Cryptocurrencies once stolen often cannot be returned

in #cryptocurrency6 years ago (edited)

allow money laundering of coins.jpg

Portland criminals are stealing more cryptocurrencies from stock exchanges, and this is driving the growth of a home working industry with services that allow money laundering of coins, according to a new report.

In the first half of the year, more than $760 million in cryptocurrency was stolen from the stock markets – almost three times more than in 2017 as a whole, Cipher Trace stated in its first quarterly report on the subject. Cipher Trace is a blockchain security company based in Menlo Park, California, that works with more than 40 companies and governments to track crypto transactions.

According to some site source, the current market value of the top 100 cryptocurrencies is around 270 billion dollars. Services that launder dirty money are widespread according to Cipher Trace, and some have even advertised through Google AdWords.

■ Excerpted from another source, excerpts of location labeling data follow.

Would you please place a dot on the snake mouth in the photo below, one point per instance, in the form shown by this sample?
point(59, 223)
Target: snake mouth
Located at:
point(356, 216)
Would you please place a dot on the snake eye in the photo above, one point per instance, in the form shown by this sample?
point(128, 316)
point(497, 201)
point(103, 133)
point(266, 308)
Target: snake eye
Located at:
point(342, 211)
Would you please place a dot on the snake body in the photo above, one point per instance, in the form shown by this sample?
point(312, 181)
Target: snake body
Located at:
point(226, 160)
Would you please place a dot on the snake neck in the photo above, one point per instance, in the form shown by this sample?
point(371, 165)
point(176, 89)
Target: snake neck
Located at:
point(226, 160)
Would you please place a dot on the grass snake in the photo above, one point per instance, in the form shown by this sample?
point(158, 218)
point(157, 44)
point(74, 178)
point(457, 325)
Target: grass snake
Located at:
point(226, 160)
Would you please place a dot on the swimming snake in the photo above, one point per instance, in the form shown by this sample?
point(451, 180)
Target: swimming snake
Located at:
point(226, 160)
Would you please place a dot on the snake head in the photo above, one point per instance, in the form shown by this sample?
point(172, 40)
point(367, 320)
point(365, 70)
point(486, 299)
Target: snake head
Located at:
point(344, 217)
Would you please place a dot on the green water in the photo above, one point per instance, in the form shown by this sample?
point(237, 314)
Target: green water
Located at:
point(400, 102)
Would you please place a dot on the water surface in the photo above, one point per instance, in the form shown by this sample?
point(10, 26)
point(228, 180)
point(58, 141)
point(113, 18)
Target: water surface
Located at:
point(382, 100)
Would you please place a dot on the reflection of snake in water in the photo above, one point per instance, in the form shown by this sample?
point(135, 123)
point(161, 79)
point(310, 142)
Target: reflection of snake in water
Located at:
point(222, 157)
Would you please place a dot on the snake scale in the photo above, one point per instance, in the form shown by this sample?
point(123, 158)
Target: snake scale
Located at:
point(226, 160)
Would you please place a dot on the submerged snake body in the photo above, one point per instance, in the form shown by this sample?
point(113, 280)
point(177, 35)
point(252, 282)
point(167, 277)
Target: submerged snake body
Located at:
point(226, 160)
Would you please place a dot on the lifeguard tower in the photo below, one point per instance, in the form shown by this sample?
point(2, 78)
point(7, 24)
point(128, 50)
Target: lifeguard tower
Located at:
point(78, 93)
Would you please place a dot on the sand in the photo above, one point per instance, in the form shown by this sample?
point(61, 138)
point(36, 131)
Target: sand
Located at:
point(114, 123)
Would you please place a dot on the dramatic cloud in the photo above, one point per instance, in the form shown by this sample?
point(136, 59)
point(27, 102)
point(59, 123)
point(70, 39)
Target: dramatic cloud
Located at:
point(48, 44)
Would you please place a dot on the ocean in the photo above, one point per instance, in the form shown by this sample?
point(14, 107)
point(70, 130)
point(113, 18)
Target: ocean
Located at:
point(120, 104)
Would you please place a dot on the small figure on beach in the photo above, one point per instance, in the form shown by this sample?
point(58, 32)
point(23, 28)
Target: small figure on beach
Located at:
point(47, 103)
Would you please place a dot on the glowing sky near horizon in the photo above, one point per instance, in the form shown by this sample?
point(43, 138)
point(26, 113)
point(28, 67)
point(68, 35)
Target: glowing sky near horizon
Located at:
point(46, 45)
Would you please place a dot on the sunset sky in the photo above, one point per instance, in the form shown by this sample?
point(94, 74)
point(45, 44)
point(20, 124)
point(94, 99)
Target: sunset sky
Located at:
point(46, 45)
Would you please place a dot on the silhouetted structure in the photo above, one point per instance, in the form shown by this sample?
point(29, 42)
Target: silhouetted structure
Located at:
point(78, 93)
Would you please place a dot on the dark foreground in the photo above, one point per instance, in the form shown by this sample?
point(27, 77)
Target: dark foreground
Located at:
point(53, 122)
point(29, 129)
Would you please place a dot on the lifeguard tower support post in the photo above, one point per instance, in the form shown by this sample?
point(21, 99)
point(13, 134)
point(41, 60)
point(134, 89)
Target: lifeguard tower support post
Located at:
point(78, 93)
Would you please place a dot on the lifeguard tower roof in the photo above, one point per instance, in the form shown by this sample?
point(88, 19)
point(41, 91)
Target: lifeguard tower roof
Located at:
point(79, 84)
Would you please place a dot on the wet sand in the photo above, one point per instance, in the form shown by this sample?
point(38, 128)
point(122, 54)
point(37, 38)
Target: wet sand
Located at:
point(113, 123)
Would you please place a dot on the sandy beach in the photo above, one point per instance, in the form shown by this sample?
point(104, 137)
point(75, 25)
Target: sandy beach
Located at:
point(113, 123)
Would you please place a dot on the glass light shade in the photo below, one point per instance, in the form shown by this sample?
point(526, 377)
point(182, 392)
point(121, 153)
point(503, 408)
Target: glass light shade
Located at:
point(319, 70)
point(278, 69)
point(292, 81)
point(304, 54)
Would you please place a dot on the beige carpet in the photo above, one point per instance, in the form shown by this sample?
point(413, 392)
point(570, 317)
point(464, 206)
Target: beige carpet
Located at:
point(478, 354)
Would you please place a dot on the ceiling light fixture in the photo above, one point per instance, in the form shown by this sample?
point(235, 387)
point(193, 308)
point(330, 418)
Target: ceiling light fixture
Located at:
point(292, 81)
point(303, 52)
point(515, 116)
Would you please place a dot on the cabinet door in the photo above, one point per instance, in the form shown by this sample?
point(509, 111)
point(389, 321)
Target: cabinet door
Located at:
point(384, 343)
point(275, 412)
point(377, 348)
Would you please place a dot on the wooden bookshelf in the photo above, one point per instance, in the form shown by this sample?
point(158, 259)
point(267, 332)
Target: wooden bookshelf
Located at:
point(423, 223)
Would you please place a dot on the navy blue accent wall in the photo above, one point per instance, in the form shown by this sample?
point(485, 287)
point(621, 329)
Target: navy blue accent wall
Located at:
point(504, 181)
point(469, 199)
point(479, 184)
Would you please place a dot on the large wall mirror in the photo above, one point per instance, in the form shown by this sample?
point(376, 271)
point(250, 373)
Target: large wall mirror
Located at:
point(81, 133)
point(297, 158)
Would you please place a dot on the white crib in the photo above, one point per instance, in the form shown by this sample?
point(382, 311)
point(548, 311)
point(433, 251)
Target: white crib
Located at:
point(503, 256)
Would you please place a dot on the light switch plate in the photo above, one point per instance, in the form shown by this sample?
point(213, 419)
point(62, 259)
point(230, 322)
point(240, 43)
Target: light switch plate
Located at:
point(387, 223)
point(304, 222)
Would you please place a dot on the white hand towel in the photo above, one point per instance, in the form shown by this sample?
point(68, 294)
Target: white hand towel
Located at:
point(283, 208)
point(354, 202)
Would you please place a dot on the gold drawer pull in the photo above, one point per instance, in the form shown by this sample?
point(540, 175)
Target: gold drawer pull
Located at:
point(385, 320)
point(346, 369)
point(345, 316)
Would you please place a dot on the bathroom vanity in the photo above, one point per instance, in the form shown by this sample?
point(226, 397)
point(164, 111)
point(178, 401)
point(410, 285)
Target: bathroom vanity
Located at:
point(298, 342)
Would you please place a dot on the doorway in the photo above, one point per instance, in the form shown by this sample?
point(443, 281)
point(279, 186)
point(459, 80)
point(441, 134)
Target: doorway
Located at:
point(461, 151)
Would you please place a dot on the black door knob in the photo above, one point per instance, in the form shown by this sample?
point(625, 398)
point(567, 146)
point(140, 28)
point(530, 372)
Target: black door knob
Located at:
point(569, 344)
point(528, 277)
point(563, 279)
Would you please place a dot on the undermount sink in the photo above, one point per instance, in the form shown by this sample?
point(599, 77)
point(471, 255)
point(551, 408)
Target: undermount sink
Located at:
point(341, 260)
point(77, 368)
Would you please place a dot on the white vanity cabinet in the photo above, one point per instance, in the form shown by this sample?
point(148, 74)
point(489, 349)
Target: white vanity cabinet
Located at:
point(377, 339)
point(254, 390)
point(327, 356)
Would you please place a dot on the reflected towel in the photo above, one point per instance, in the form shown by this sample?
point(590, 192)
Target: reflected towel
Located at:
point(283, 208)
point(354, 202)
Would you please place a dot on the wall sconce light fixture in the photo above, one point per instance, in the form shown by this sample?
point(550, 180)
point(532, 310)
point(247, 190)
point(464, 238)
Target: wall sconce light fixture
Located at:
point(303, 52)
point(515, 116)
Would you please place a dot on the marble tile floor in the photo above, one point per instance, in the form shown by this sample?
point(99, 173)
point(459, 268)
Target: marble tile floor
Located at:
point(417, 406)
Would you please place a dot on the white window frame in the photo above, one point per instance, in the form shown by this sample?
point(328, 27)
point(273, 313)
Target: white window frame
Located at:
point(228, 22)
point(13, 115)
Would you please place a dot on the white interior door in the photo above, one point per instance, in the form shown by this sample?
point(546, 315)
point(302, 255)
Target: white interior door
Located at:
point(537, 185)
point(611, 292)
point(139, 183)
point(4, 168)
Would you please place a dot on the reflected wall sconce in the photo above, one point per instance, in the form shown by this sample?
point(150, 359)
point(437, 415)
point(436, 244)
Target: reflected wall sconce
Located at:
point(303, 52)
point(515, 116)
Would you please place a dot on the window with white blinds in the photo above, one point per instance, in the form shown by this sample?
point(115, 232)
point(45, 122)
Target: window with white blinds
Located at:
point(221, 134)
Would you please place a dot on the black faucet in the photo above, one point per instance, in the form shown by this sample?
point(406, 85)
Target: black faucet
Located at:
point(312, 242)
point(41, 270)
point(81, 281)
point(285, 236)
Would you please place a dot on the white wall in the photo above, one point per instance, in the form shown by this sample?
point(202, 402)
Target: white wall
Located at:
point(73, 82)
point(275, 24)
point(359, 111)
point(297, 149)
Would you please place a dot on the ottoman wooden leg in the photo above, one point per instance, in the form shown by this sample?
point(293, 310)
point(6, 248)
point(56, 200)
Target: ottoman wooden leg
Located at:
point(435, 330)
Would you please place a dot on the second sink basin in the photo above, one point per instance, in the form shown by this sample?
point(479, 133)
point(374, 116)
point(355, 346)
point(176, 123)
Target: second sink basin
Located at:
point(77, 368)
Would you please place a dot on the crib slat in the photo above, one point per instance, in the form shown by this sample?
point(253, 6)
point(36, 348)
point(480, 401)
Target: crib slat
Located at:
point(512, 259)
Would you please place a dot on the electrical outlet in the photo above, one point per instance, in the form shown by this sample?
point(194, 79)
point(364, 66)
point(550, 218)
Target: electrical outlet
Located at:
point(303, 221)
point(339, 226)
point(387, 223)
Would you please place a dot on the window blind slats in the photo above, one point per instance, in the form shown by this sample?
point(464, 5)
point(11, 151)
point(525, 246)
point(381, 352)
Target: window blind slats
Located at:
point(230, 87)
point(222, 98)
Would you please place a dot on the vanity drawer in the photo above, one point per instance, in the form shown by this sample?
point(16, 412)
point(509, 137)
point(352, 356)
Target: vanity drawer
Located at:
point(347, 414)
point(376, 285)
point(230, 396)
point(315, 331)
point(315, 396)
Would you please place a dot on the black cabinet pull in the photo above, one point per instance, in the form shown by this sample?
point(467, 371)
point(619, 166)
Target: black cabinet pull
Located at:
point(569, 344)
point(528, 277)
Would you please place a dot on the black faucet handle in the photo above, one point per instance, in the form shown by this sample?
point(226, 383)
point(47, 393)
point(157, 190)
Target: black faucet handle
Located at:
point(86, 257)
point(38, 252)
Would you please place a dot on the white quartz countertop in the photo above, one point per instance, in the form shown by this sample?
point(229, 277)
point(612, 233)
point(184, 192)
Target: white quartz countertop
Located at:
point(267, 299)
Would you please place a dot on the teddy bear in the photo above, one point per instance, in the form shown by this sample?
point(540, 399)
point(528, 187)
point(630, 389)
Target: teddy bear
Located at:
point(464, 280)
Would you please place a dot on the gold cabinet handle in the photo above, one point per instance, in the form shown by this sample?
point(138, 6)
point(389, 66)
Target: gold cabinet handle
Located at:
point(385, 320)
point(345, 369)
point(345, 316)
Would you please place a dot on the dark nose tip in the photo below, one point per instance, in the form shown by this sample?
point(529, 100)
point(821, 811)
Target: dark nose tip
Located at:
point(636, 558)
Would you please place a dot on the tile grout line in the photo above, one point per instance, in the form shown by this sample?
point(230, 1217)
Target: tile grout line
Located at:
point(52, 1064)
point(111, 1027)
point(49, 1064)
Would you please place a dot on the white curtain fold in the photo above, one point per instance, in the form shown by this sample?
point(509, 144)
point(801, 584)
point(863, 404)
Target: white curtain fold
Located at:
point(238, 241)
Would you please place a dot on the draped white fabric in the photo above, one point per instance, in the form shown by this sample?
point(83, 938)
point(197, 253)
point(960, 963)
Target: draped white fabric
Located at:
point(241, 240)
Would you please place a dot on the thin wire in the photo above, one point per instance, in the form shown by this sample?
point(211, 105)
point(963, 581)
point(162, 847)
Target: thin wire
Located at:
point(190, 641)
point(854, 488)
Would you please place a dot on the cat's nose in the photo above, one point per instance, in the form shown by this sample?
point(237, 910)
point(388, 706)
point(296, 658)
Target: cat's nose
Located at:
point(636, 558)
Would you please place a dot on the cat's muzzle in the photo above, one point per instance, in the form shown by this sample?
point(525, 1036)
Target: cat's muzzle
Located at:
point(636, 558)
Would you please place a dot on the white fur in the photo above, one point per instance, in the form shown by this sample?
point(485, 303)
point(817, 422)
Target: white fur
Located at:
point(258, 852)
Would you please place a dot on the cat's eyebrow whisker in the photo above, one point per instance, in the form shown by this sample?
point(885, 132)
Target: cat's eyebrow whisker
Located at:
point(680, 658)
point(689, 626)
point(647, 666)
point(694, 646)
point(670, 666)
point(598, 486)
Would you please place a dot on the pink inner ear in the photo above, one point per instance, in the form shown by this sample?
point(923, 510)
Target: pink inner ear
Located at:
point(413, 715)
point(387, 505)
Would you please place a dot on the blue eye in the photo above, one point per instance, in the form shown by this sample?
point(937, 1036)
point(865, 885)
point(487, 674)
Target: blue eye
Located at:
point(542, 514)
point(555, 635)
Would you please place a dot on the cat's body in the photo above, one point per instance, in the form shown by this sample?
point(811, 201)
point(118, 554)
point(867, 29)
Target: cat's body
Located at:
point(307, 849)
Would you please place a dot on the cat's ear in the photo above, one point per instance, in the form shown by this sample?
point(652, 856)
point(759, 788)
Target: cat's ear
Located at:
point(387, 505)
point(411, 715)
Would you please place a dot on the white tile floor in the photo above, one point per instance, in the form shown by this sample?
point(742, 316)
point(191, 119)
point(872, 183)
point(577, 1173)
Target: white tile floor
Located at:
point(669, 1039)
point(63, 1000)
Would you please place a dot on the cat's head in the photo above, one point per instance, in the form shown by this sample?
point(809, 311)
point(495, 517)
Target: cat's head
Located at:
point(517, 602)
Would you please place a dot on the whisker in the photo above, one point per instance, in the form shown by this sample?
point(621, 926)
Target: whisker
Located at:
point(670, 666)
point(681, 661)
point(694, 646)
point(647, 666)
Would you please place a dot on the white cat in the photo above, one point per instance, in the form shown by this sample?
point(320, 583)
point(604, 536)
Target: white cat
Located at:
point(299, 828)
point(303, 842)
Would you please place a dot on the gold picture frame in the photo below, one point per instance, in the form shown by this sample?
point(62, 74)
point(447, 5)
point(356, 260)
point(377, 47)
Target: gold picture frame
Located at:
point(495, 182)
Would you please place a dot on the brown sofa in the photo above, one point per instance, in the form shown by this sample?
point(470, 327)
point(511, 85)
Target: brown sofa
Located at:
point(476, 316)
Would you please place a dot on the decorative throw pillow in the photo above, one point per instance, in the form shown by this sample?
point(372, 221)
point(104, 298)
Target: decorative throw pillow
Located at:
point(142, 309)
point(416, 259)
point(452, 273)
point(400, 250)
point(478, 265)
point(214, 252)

"There are so many cryptocurrencies now, and they are worth so much money, and there are so many exchanges around the world where you can get paid out that we have seen not only traditional cyber gangs, but also new criminals taking action in this area," said Chief Executive Officer David Jevans in a telephone interview with Bloomberg. "This general market expansion has created a new generation of cyber criminals that did not exist 15 months ago. "

There are more than 1,600 crypto-coins, and their observation is becoming increasingly difficult -opening a door for criminals. Regulators have stated that many exchanges and startups that issue new coins still do not do enough to verify the identity of customers and ensure that users do not launder stolen funds. Users who buy and sell coins are usually represented by anonymous addresses.

Meanwhile, many stock exchanges -and the constantly re-opening ones -have security gaps. Cryptocurrencies, once stolen, often cannot be returned, let alone traced back to the thieves. "It's much easier than robbing banks," Jevans said.

According to Jevans, regulators worldwide are likely to take action against cryptographic money laundering. While this is likely to be good for investors, some coins may suffer. "There will be small coins that will go out of business because it will be difficult to track transactions," he said.